On March 27, 2020, the United States Department of Health & Human Services Centers for Medicare & Medicaid Services (“CMS”) issued a response to the Pennsylvania Medicaid Director’s request for waivers to a number of federal Medicaid, Children’s Health Insurance Program (“CHIP”) and Medicare requirements that pose challenges for Pennsylvania health care delivery systems in light of the COVID-19 pandemic. The Secretary of the United States Department of Health & Human Services is authorized to make these waivers under § 1135(b) of the Social Security Act (the “Act”).
The approved waivers have a retroactive effective date of March 1, 2020 and will remain in effect until termination of the public health emergency declared by the President of the United States, including any extensions.
Note: This CMS response only covers Section 1135 waivers. Waiver or modification requests requiring approval authority under any section other than 1135 will be addressed separately by CMS. Also, the response does not cover those waivers that CMS has already covered by blanket waiver[i].
Waiver 1: Temporary Suspension of Medicaid Fee-For-Service Prior Authorization Requirements
CMS notes that prior authorization and medical necessity processes in fee-for-service delivery systems are established, defined and administered at state discretion and may vary depending on the benefit. Prior authorization requirements are a type of pre-approval requirement for which waiver and modification authorities under section 1135(b)(1)(C) of the Act is available.
Waiver 2: Extension of Previously Received Prior Authorization
CMS shall permit services subject to a prior authorization process, as outlined in Pennsylvania’s state plan, that are approved to be provided on or after March 1, 2020 to continue to be provided without a requirement for a new or renewed prior authorization through the termination of the public health emergency, including any extensions.
Waiver 3: Suspension of Pre-Admission Screening and Annual Resident Review Level I and Level II Assessments for 30 days
- Level I and Level II assessments may be waived for 30 days (under Section 1919 (e)(7) of the Act). All new admissions may be treated like exempted hospital discharges. After 30 days new admissions with mental illness or intellectual disability should receive Resident Review as soon as resources become available.
- CMS notes that new preadmission Level I and Level II screens are not required for residents who are being transferred between nursing facilities. Also the 7-9 day timeframe for Level II completion is an annual average for all preadmission screens, not individual assessments, and only applies to preadmission screens.
Waiver 4: Modification of Fair Hearing Requests and Appeals
- CMS allows enrollees to have up to an additional 120 days for an eligibility or fee-for-service appeal to request a fair hearing.
- CMS also modifies the following time frames associated with appeals and fair hearings:
- for managed care entities to resolve appeals under 42 C.F.R. 438.408(f)(1) before an enrollee may request a state fair hearing to no less than one day. [The result would be that appeals would be deemed to satisfy the exhaustion requirement in 42 CFR 438.408(f)(1) after one day and allow enrollees to file an appeal to the state fair hearing level.]
- under 42 C.F.R. 438.408(f)(2) for enrollees to exercise their appeal rights to allow for an additional 120 days to request a fair hearing when the initial 120-day deadline for an enrollee occurred during the waiver period.
Waiver 5: Provider Enrollment
- Pennsylvania is authorized to provisionally, temporarily enroll providers for the duration of the public health emergency who are enrolled with another State Medicaid Agency (“SMA”) or Medicare.
- For claims for services provided to Pennsylvania Medicaid enrollees, the 5th criteria under the current CMS policy as detailed in the Medicaid Provider Enrollment Compendium dated 7/24/18 page 42 (the “Compendium”) (which requires that the claim represents either a single instance of care furnished over a 180-day period or multiple instances of care furnished to a single participant over a 180-day period) will be waived. That is, Pennsylvania may reimburse out-of-state providers for multiple instances of care to multiple participants so long as the other criteria in the Compendium are met.
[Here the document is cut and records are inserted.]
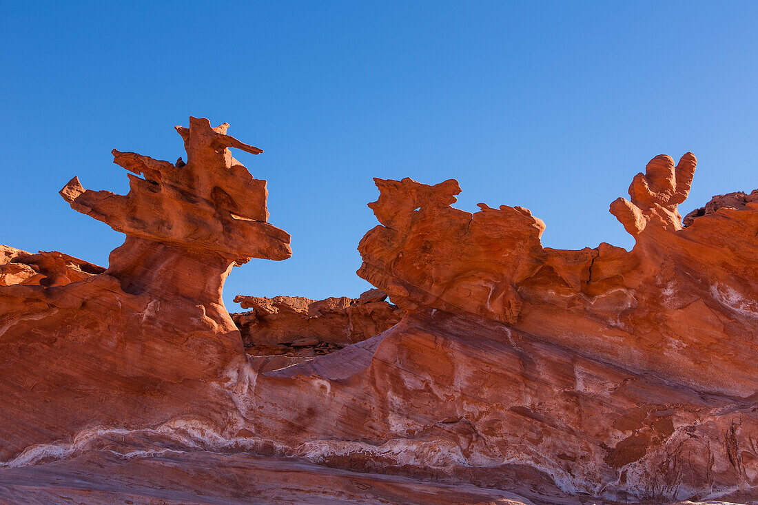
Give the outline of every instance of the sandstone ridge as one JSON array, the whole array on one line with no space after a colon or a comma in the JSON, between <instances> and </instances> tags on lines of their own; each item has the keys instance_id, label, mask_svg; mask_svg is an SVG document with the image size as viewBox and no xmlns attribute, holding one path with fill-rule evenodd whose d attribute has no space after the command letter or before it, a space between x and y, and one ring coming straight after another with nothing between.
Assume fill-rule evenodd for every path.
<instances>
[{"instance_id":1,"label":"sandstone ridge","mask_svg":"<svg viewBox=\"0 0 758 505\"><path fill-rule=\"evenodd\" d=\"M684 227L695 158L656 156L611 204L632 250L561 250L455 180L376 179L381 291L230 316L231 267L290 249L227 126L177 127L186 164L114 152L126 196L61 190L126 234L105 271L0 251L0 498L758 500L754 193Z\"/></svg>"}]
</instances>

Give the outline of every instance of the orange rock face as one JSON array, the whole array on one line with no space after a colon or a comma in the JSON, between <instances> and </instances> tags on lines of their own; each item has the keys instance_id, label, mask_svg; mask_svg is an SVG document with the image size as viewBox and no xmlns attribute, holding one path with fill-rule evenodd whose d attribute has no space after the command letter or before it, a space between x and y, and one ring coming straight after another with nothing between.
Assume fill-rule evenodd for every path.
<instances>
[{"instance_id":1,"label":"orange rock face","mask_svg":"<svg viewBox=\"0 0 758 505\"><path fill-rule=\"evenodd\" d=\"M312 300L302 296L239 296L247 312L232 314L249 355L318 356L377 335L402 312L380 290L360 298Z\"/></svg>"},{"instance_id":2,"label":"orange rock face","mask_svg":"<svg viewBox=\"0 0 758 505\"><path fill-rule=\"evenodd\" d=\"M58 251L32 254L0 245L0 286L63 286L104 271L101 266Z\"/></svg>"},{"instance_id":3,"label":"orange rock face","mask_svg":"<svg viewBox=\"0 0 758 505\"><path fill-rule=\"evenodd\" d=\"M611 205L628 252L543 248L527 209L451 207L455 180L377 179L359 274L383 293L240 297L240 334L224 279L289 237L228 148L258 150L179 130L186 165L114 152L144 176L128 195L61 191L127 234L105 271L2 250L0 498L758 499L758 202L683 227L691 154Z\"/></svg>"},{"instance_id":4,"label":"orange rock face","mask_svg":"<svg viewBox=\"0 0 758 505\"><path fill-rule=\"evenodd\" d=\"M228 148L260 150L227 127L193 118L177 127L186 164L114 151L136 174L126 196L85 190L76 177L61 190L72 208L126 234L105 271L4 249L13 257L3 273L26 273L0 287L0 460L92 426L223 422L224 371L245 362L224 281L235 264L290 255L290 236L267 222L265 181Z\"/></svg>"}]
</instances>

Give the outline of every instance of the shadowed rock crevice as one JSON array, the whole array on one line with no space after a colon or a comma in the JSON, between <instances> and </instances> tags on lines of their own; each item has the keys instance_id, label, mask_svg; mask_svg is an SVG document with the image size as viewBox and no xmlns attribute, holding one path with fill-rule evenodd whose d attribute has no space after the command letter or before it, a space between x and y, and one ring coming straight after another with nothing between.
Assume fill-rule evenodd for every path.
<instances>
[{"instance_id":1,"label":"shadowed rock crevice","mask_svg":"<svg viewBox=\"0 0 758 505\"><path fill-rule=\"evenodd\" d=\"M0 250L0 499L758 497L758 202L683 228L691 153L611 205L631 251L544 248L525 209L377 179L359 274L381 292L241 296L233 321L232 266L290 250L227 126L177 127L186 164L114 151L127 195L64 188L127 234L106 271Z\"/></svg>"}]
</instances>

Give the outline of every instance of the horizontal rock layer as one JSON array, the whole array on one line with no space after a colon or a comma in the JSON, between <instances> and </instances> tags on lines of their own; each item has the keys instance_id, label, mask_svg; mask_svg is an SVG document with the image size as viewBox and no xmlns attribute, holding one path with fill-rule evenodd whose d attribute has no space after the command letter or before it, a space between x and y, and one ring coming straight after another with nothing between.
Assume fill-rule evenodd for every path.
<instances>
[{"instance_id":1,"label":"horizontal rock layer","mask_svg":"<svg viewBox=\"0 0 758 505\"><path fill-rule=\"evenodd\" d=\"M61 190L127 234L105 271L2 250L3 499L758 497L758 202L684 228L691 154L611 205L628 252L543 248L525 209L451 207L455 180L377 179L359 273L398 309L243 297L248 342L341 347L248 356L224 280L290 250L227 126L177 127L186 164L114 151L144 177L127 196Z\"/></svg>"}]
</instances>

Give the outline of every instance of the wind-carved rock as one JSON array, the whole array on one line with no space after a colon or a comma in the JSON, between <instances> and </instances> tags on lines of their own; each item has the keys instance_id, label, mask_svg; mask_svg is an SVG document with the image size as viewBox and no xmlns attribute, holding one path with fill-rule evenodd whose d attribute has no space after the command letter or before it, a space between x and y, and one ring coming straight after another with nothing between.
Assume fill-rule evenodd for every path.
<instances>
[{"instance_id":1,"label":"wind-carved rock","mask_svg":"<svg viewBox=\"0 0 758 505\"><path fill-rule=\"evenodd\" d=\"M127 234L108 271L126 291L221 304L233 264L292 256L290 235L267 222L266 181L254 179L229 148L262 151L227 135L228 127L195 118L189 128L177 127L186 164L114 149L114 163L144 177L128 174L125 196L84 190L77 177L61 190L72 209Z\"/></svg>"},{"instance_id":2,"label":"wind-carved rock","mask_svg":"<svg viewBox=\"0 0 758 505\"><path fill-rule=\"evenodd\" d=\"M611 213L633 237L650 224L659 230L681 230L677 205L687 199L697 160L688 152L675 167L671 156L659 155L650 160L645 173L634 176L629 186L631 201L619 198L611 204Z\"/></svg>"},{"instance_id":3,"label":"wind-carved rock","mask_svg":"<svg viewBox=\"0 0 758 505\"><path fill-rule=\"evenodd\" d=\"M545 224L522 207L483 203L476 214L453 209L456 180L428 186L374 179L368 205L384 226L358 246L358 274L406 310L464 310L505 323L521 310L515 286L536 264Z\"/></svg>"},{"instance_id":4,"label":"wind-carved rock","mask_svg":"<svg viewBox=\"0 0 758 505\"><path fill-rule=\"evenodd\" d=\"M758 391L758 202L722 207L683 229L691 153L654 158L611 212L630 252L543 248L544 224L520 207L453 209L455 180L376 179L383 226L359 246L359 275L408 310L465 311L638 372L747 397ZM737 245L738 244L738 246ZM748 359L748 356L751 356ZM703 371L703 363L709 362Z\"/></svg>"},{"instance_id":5,"label":"wind-carved rock","mask_svg":"<svg viewBox=\"0 0 758 505\"><path fill-rule=\"evenodd\" d=\"M75 210L126 234L105 271L58 252L5 251L0 374L12 378L0 382L9 406L0 409L0 461L93 426L229 422L233 404L218 391L225 371L246 360L224 281L235 265L291 249L267 222L266 181L229 148L261 149L228 126L190 118L177 127L186 164L114 150L132 172L127 195L84 190L77 177L61 190Z\"/></svg>"},{"instance_id":6,"label":"wind-carved rock","mask_svg":"<svg viewBox=\"0 0 758 505\"><path fill-rule=\"evenodd\" d=\"M272 475L293 464L262 462L271 454L332 467L309 477L299 462L286 483L255 481L251 493L272 501L758 496L754 193L709 204L682 228L694 157L675 167L659 156L631 199L611 206L631 251L562 250L542 246L544 224L521 207L453 209L455 180L377 179L370 206L381 225L360 243L359 274L396 312L374 291L356 305L241 297L254 312L236 317L265 338L312 343L356 314L372 328L362 337L385 328L391 318L374 309L400 321L324 356L249 359L221 286L236 262L288 256L288 237L265 222L265 186L231 158L227 147L240 144L225 127L192 120L180 133L186 165L115 153L145 177L127 196L76 180L64 189L75 209L127 234L106 271L0 250L2 278L19 282L0 286L0 465L40 463L0 469L0 499L50 481L56 496L96 489L116 501L127 489L150 501L157 489L183 503L198 481L248 482L256 466ZM98 487L105 472L121 487ZM382 472L465 485L401 495L396 479L379 484ZM324 485L335 476L344 485ZM456 494L472 488L479 497ZM203 492L249 502L239 489Z\"/></svg>"}]
</instances>

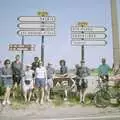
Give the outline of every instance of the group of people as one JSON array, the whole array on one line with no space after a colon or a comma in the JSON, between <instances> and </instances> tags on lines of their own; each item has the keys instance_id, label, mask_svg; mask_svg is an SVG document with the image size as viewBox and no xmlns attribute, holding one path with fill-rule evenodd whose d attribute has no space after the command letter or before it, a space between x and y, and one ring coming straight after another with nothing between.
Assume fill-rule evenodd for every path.
<instances>
[{"instance_id":1,"label":"group of people","mask_svg":"<svg viewBox=\"0 0 120 120\"><path fill-rule=\"evenodd\" d=\"M60 66L60 74L63 76L68 75L65 60L60 60ZM110 67L106 64L106 60L102 59L102 65L98 68L98 75L101 78L106 76L108 79L109 70ZM29 102L32 95L35 96L37 103L43 104L44 99L50 101L50 89L53 88L53 79L55 77L55 69L52 67L51 63L48 63L47 67L44 67L42 61L38 57L35 57L34 62L26 65L23 70L20 56L16 55L15 61L13 62L6 59L4 61L4 67L2 67L0 71L1 79L6 88L3 105L11 104L11 91L14 97L14 91L18 86L21 86L25 102ZM90 71L83 62L81 66L76 65L75 74L76 77L74 81L77 92L80 93L80 102L84 103L85 91L88 87L88 81L85 78L90 75Z\"/></svg>"},{"instance_id":2,"label":"group of people","mask_svg":"<svg viewBox=\"0 0 120 120\"><path fill-rule=\"evenodd\" d=\"M34 58L34 62L26 65L23 70L20 56L16 55L15 61L9 59L4 61L4 67L1 69L1 79L5 89L3 105L11 104L10 94L12 91L13 97L17 87L22 89L25 102L30 101L32 93L36 96L36 102L43 104L44 96L49 101L50 89L53 87L53 77L55 70L48 63L45 68L42 61L38 57Z\"/></svg>"}]
</instances>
- For providers not already enrolled with another SMA or Medicare, CMS will waive the following screening requirements so that Pennsylvania may provisionally and temporarily enroll the providers for the duration of the public health emergency:
- payment of the application fee
- criminal background check
- site visit
- in-state/territory licensure requirements
- CMS approves the request to temporarily cease revalidation of providers located in Pennsylvania or otherwise directly impacted by the emergency.
- The above enrollment provisions all apply to CHIP to the extent applicable.
Waiver 6: Alternative Settings
A licensed facility, including nursing facilities, intermediate care facilities, psychiatric residential treatment facilities and hospital nursing facilities, may be fully reimbursed for services rendered to an unlicensed facility (during an evacuation or other need to relocate residents where the licensed facility continues to render services) as long as the State makes a reasonable assessment that the unlicensed facility meets minimum standards, consistent with expectations in the context of the current public health emergency, to ensure the health, safety and comfort of the residents and staff. The licensed facility would be responsible for determining how to reimburse the unlicensed facility.